2004年5月1日(土)「しんぶん赤旗」
【カイロ=小泉大介】イラク中部ファルージャにたいし大規模爆撃を再開していた米軍の海兵隊現地司令官は二十九日、ファルージャからの撤退で地元住民代表と合意したと発表しました。ロイター通信は三十日、米軍の一部撤退開始を報じました。撤退後は、新たに編成されるイラク人治安組織が同地を管理することになるとしています。
カタールの衛星テレビ・アルジャジーラは二十九日、地元住民代表の話として、米軍は三十六時間以内にファルージャ南部から撤退し、五月二日以降、北部からも撤退する見込みだと伝えました。
海兵隊司令官によると、米軍撤退後には元イラク兵や警察官ら千百人規模で組織される「ファルージャ防衛隊」が管理・治安維持にあたり、司令官には旧フセイン政権の軍幹部を起用するとみられます。ただし、海兵隊は撤退後もファルージャ周辺にとどまり、「防衛隊」の指揮権も握るとしており、撤退がどこまで実質的なものとなるかは予断を許しません。
一方、現地からの報道によると、米軍は二十九日、撤退表明の数時間後にファルージャのジョラン地区など三地区にたいし、F16、F18戦闘機も動員して空爆を実施、五百ポンド爆弾など少なくとも六発を投下し、建物を破壊しました。
イラク中部ファルージャを包囲し、大規模空爆をしてきた米海兵隊が二十九日に一部撤退を開始しました。直前までは、司令官自身が全面的作戦を行うと言っていたのが、なぜ変わったのか。その背景に攻撃再開にたいする強まる内外の厳しい非難があったことが指摘されています。
国連のアナン事務総長が二十八日、「軍事行動は事態を悪化させる」だけであり、「イラク人の抵抗はますます強まる」と警告しました。こうした非難は、ファルージャ住民はもとより、イラク国民の間からもわきあがりました。

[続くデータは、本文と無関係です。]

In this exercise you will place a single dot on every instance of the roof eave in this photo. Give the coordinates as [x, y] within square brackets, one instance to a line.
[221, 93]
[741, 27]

米占領当局が任命したイラク統治評議会議長団の一員でもあるモハセン・アブドルハミード氏(イラク・イスラム党首)は二十八日、「米軍は即時攻撃を中止しファルージャから撤退することを要求する。さもなければわれわれが統治評議会から撤退する」と表明しました。
日本人人質事件で人質解放に尽力したイラク・イスラム聖職者協会のハーリス・ダーリ会長は二十九日、カイロで記者会見し、「米軍の姿勢でファルージャの停戦は失敗した。占領軍は全面的攻撃の準備のために(停戦交渉の)引き延ばしをはかっていたとしか思えない」と米軍を厳しく批判しました。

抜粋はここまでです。